The Miliband brothers both served in the cabinet of Gordon Brown, who resigned as prime minister on May 11, ending 13 years in Labour power. Former Foreign Secretary David Miliband, 44, declared his candidacy a day later.
Ed, four years younger than his brother, worked as a researcher and speechwriter for Labour’s deputy leader Harriet Harman before serving in Brown’s office while the party was in opposition in 1994. When Labour took power in 1997, he became an adviser to Brown at the Treasury until 2002 when he went to Harvard University to lecture on economics. Miliband was elected to parliament in 2005 and appointed Energy Secretary in 2008.
“My message to the British people is, we will learn from our mistakes,” Ed Miliband said. “ And my message to our party is this: we have to use this leadership campaign as a first step on the road back to power because that is where we should be as a political party.”
David, nicknamed “Brains” by Tony Blair when he served in the former prime minister’s policy unit, became a lawmaker for the northeastern district of South Shields in 2001. He entered the Cabinet four years later, serving as environment secretary before moving to the Foreign Office.

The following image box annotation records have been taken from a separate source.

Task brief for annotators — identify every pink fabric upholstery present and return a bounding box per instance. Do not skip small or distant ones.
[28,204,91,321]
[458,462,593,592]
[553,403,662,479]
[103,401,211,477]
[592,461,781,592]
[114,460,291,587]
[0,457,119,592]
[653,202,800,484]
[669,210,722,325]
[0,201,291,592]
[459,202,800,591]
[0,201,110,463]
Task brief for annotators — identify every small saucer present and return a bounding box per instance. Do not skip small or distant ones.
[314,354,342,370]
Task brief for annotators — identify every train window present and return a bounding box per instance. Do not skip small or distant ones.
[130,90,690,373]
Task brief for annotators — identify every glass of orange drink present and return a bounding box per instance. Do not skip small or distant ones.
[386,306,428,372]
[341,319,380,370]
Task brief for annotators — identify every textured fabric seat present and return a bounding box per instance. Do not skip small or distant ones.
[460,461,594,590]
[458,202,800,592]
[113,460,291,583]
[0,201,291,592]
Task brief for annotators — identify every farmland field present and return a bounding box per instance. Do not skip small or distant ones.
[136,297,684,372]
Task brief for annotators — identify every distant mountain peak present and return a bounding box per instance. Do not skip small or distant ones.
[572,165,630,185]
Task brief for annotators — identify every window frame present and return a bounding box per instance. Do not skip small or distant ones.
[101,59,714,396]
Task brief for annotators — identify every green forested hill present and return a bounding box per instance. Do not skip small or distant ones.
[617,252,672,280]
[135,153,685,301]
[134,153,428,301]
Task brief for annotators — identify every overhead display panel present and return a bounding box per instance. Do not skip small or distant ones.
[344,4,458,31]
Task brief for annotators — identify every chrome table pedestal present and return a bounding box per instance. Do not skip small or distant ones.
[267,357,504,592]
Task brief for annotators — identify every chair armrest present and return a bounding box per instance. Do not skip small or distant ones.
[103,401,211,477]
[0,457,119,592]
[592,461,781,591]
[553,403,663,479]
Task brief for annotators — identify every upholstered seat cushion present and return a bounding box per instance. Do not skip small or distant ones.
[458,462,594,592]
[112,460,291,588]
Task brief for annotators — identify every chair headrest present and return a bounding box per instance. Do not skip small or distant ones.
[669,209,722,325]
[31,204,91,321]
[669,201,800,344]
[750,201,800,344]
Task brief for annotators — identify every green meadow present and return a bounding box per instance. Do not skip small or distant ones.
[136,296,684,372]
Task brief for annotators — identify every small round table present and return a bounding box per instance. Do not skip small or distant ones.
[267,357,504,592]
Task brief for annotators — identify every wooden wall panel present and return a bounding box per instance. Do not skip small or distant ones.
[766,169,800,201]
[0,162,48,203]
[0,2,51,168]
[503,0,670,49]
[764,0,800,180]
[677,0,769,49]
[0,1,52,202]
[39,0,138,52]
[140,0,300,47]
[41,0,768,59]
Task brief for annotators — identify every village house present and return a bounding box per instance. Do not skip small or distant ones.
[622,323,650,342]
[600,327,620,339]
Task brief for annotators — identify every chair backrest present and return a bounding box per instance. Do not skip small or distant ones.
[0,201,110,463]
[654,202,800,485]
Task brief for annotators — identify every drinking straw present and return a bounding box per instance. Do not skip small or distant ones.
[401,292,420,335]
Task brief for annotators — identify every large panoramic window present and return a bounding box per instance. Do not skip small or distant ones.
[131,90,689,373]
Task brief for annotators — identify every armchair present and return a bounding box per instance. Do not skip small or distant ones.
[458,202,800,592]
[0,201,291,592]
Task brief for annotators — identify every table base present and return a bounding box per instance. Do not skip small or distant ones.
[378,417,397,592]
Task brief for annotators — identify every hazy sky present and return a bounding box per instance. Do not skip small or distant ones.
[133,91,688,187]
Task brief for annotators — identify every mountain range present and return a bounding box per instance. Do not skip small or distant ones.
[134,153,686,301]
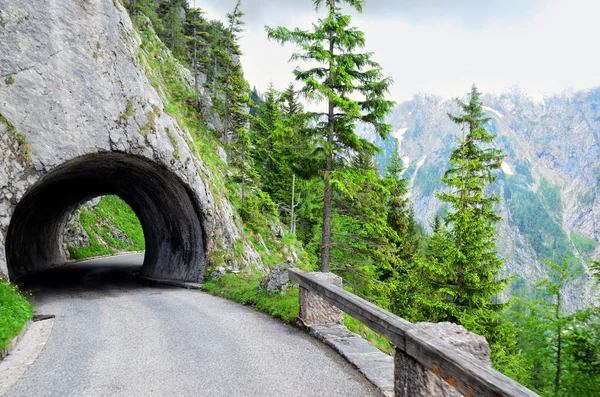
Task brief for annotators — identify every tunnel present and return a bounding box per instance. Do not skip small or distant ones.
[6,152,207,281]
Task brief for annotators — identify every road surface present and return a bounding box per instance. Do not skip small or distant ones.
[7,254,379,397]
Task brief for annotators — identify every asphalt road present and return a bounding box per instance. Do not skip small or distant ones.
[7,255,379,397]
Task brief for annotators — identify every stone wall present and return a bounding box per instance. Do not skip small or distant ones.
[0,0,252,274]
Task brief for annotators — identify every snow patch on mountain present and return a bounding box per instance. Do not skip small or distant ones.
[481,106,504,118]
[500,161,515,175]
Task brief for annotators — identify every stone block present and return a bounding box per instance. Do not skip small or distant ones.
[298,272,344,327]
[394,323,490,397]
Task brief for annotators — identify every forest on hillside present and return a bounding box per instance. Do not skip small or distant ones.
[119,0,600,396]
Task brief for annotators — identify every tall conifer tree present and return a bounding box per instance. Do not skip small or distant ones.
[266,0,393,272]
[432,86,505,322]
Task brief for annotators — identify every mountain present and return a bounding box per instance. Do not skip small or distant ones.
[359,88,600,311]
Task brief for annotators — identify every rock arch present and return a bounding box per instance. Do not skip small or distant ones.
[5,152,207,281]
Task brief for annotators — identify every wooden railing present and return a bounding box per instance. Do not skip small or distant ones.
[289,269,539,397]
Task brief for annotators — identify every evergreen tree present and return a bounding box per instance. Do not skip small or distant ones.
[186,7,210,110]
[432,86,505,321]
[220,0,252,142]
[266,0,393,272]
[385,150,419,262]
[417,86,518,370]
[324,151,398,308]
[129,0,163,33]
[539,256,575,397]
[161,0,187,58]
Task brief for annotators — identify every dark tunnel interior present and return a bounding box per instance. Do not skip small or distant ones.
[6,153,207,281]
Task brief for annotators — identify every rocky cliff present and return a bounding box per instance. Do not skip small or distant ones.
[362,88,600,310]
[0,0,260,274]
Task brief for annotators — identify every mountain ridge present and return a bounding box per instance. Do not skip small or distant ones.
[358,87,600,311]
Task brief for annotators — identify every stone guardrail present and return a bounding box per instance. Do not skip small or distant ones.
[288,269,539,397]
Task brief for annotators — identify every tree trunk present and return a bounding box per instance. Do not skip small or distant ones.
[554,291,562,397]
[321,0,335,272]
[194,13,199,110]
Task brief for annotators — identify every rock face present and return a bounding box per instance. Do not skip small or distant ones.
[259,263,292,294]
[361,87,600,311]
[298,273,344,327]
[0,0,252,281]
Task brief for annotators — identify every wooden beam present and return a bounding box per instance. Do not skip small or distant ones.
[288,269,539,397]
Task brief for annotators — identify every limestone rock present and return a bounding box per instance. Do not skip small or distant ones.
[259,263,291,294]
[394,323,490,397]
[63,209,90,259]
[210,266,227,280]
[298,272,344,327]
[0,0,260,274]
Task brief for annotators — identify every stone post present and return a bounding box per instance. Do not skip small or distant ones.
[298,272,344,327]
[394,323,491,397]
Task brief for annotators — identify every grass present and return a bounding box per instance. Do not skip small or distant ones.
[571,233,598,255]
[0,279,33,350]
[68,196,145,259]
[128,15,393,353]
[202,273,298,323]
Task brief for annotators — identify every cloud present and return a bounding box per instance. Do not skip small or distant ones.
[197,0,600,101]
[198,0,549,28]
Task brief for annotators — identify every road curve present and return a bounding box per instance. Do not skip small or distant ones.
[7,255,380,397]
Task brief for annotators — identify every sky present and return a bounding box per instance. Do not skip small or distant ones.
[196,0,600,102]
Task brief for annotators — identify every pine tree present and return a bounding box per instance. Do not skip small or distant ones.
[266,0,393,272]
[385,150,419,262]
[220,0,247,142]
[539,256,575,397]
[432,86,505,322]
[162,0,187,58]
[129,0,163,33]
[186,6,210,110]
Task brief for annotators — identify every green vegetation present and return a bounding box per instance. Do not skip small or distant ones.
[507,257,600,396]
[71,0,600,395]
[0,278,33,350]
[266,0,394,272]
[504,178,569,262]
[202,273,298,323]
[571,232,598,255]
[68,196,145,259]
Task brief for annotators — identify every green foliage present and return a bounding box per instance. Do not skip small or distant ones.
[161,0,187,57]
[504,178,569,262]
[266,0,393,271]
[202,273,298,323]
[428,86,505,320]
[0,278,33,351]
[68,196,145,259]
[571,232,598,255]
[506,256,600,396]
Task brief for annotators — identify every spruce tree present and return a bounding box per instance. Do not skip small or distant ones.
[219,0,252,142]
[266,0,393,272]
[186,2,210,110]
[162,0,187,58]
[432,86,505,322]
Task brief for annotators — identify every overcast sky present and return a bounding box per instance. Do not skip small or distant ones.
[195,0,600,101]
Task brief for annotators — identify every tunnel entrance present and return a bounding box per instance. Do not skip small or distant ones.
[62,195,146,266]
[6,153,207,281]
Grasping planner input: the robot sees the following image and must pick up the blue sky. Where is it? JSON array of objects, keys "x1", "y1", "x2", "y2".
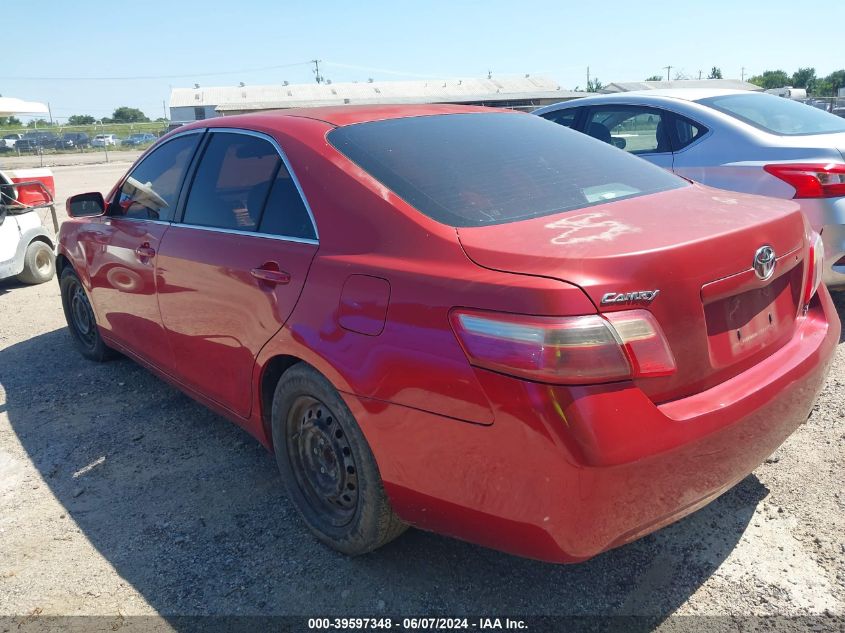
[{"x1": 0, "y1": 0, "x2": 845, "y2": 120}]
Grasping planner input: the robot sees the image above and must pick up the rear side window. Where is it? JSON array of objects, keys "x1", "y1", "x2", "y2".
[
  {"x1": 258, "y1": 165, "x2": 317, "y2": 240},
  {"x1": 540, "y1": 108, "x2": 582, "y2": 127},
  {"x1": 113, "y1": 134, "x2": 201, "y2": 222},
  {"x1": 328, "y1": 112, "x2": 687, "y2": 226},
  {"x1": 673, "y1": 115, "x2": 707, "y2": 150},
  {"x1": 698, "y1": 93, "x2": 845, "y2": 136},
  {"x1": 183, "y1": 132, "x2": 282, "y2": 231},
  {"x1": 584, "y1": 106, "x2": 672, "y2": 154}
]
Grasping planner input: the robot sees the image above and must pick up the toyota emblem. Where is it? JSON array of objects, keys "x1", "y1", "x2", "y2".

“David is seen as more cerebral, more reflective and a little remote,” said Bill Jones, professor of politics at Liverpool Hope University. “Ed wears his cleverness more lightly, is a better communicator and has more of a common touch.”
The son of Ralph Miliband, a Marxist intellectual whose books include “The State in Capitalist Society,” Ed Miliband has degrees from both Oxford University and the London School of Economics. In Parliament he represents the district of Doncaster North in northern England.
“David is seen as a Blairite toward the right of the party. Ed, as someone who was very close to Gordon Brown, is seen as more of the left of the party, although I’m not sure how long these labels will last,” said Jones.
Former Work and Pensions Secretary Yvette Cooper has ruled herself out of the race to be Labour leader, while her husband, Ed Balls, the former schools secretary, has not declared his intentions. Other candidates may include Labour lawmaker Jon Cruddas.
Harman, Labour’s caretaker leader, former Home Secretary Alan Johnson and former Justice Secretary Jack Straw have also said they won’t seek the leadership.
The Labour Party’s National Executive Committee will meet on May 18 to set the timetable for the leadership contest.